LA MARGE GROSSISTE ET LA TVA À 7 % EN PRATIQUE
Nouveau barème de marge des répartiteurs, baisses de prix, chambardement sur les TFR, imprécisions sur les hausses de TVA à appliquer… L’année 2012 commence sur les chapeaux de roues par une grande valse des vignettes.
En ce début d’année, les modifications de prix liées aux nouvelles modalités de calcul de la marge du grossiste, les baisses de prix sur près de 200 médicaments, le chambardement sur les TFR et le relèvement du taux de TVA réduit de 5,5 % à 7 % sur certaines catégories de produits mobilisent l’attention des pharmaciens sur les prix publics et sèment le trouble.
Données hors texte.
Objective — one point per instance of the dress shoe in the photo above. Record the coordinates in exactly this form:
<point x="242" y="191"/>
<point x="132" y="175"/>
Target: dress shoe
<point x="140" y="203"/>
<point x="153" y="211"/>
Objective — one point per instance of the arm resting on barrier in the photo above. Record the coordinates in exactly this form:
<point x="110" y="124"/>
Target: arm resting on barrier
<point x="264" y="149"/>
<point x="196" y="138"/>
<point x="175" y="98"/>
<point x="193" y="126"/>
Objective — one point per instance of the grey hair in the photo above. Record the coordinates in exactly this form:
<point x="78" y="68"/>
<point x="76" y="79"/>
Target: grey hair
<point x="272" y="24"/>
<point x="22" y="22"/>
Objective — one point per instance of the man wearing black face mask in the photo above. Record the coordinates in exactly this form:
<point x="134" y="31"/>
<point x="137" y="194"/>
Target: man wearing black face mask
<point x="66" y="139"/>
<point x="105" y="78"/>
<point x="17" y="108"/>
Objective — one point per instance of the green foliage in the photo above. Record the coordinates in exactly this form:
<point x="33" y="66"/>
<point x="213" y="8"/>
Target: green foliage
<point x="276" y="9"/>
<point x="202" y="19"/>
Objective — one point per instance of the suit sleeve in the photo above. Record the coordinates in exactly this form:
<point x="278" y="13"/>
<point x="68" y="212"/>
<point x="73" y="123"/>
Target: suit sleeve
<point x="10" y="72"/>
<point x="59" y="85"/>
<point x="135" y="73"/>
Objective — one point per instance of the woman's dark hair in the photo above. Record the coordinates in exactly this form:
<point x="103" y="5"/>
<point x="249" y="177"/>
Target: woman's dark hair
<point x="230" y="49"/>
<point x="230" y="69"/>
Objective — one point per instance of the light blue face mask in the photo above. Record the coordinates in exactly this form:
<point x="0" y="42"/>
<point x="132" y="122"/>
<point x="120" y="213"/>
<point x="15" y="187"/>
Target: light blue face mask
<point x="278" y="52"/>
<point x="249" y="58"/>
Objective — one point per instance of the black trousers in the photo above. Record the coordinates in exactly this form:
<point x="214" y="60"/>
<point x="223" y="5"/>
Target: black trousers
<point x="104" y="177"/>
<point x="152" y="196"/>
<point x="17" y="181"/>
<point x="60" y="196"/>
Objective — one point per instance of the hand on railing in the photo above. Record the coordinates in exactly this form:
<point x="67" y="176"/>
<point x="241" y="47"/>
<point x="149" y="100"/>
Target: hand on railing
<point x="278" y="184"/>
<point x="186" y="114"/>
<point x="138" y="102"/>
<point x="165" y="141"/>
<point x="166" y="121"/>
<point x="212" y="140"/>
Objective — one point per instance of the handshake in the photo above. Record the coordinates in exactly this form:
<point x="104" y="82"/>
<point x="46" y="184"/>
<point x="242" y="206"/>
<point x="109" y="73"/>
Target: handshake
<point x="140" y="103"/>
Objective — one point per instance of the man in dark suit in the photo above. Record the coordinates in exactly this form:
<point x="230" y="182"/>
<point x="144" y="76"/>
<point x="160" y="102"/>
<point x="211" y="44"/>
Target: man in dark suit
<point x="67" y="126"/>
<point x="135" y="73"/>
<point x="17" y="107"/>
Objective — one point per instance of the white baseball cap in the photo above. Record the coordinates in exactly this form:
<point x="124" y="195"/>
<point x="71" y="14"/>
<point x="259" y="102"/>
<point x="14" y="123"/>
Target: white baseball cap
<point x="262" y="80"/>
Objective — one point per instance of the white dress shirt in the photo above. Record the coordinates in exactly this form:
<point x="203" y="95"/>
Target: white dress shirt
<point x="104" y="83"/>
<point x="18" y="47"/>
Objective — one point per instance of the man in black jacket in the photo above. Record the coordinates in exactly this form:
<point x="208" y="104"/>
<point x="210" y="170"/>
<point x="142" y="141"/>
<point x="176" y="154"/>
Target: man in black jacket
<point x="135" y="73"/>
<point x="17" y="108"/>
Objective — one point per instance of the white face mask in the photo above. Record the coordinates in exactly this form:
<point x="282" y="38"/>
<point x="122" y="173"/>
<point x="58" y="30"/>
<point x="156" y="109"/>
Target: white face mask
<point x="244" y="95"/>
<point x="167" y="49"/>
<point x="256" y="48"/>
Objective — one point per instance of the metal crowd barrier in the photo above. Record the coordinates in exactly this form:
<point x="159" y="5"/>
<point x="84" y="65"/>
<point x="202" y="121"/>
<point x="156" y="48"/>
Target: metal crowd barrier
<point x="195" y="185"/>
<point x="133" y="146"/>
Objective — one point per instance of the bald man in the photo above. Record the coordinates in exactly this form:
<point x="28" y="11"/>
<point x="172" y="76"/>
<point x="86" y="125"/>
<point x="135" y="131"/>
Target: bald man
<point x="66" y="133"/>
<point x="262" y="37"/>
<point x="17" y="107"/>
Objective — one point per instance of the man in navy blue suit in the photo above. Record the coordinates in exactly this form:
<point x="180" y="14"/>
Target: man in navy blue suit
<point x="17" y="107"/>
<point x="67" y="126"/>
Nouvelle marge grossiste et nouveaux prix publics
Depuis le 1er janvier, les laboratoires n’ont plus le droit d’apposer des anciennes vignettes sur leurs spécialités mais sont autorisés à écouler leurs stocks de 2011. Le délai d’écoulement des produits aux anciens prix est fixé dans l’arrêté de marge des grossistes au 31 mars 2012, tant pour le répartiteur que pour le pharmacien. « Les problèmes liés à cette date unique pourront faire l’objet de discussions entre le grossiste et son client », précise Emmanuel Déchin, secrétaire général de la CSRP (Chambre syndicale de la répartition pharmaceutique). Il faut espérer aussi que la CNAM (Caisse nationale de l’assurance-maladie) se montre tolérante pour minimiser les risques de rejets. « Nous attendons que le ministère de la santé nous donne les règles du jeu », répond la CNAM.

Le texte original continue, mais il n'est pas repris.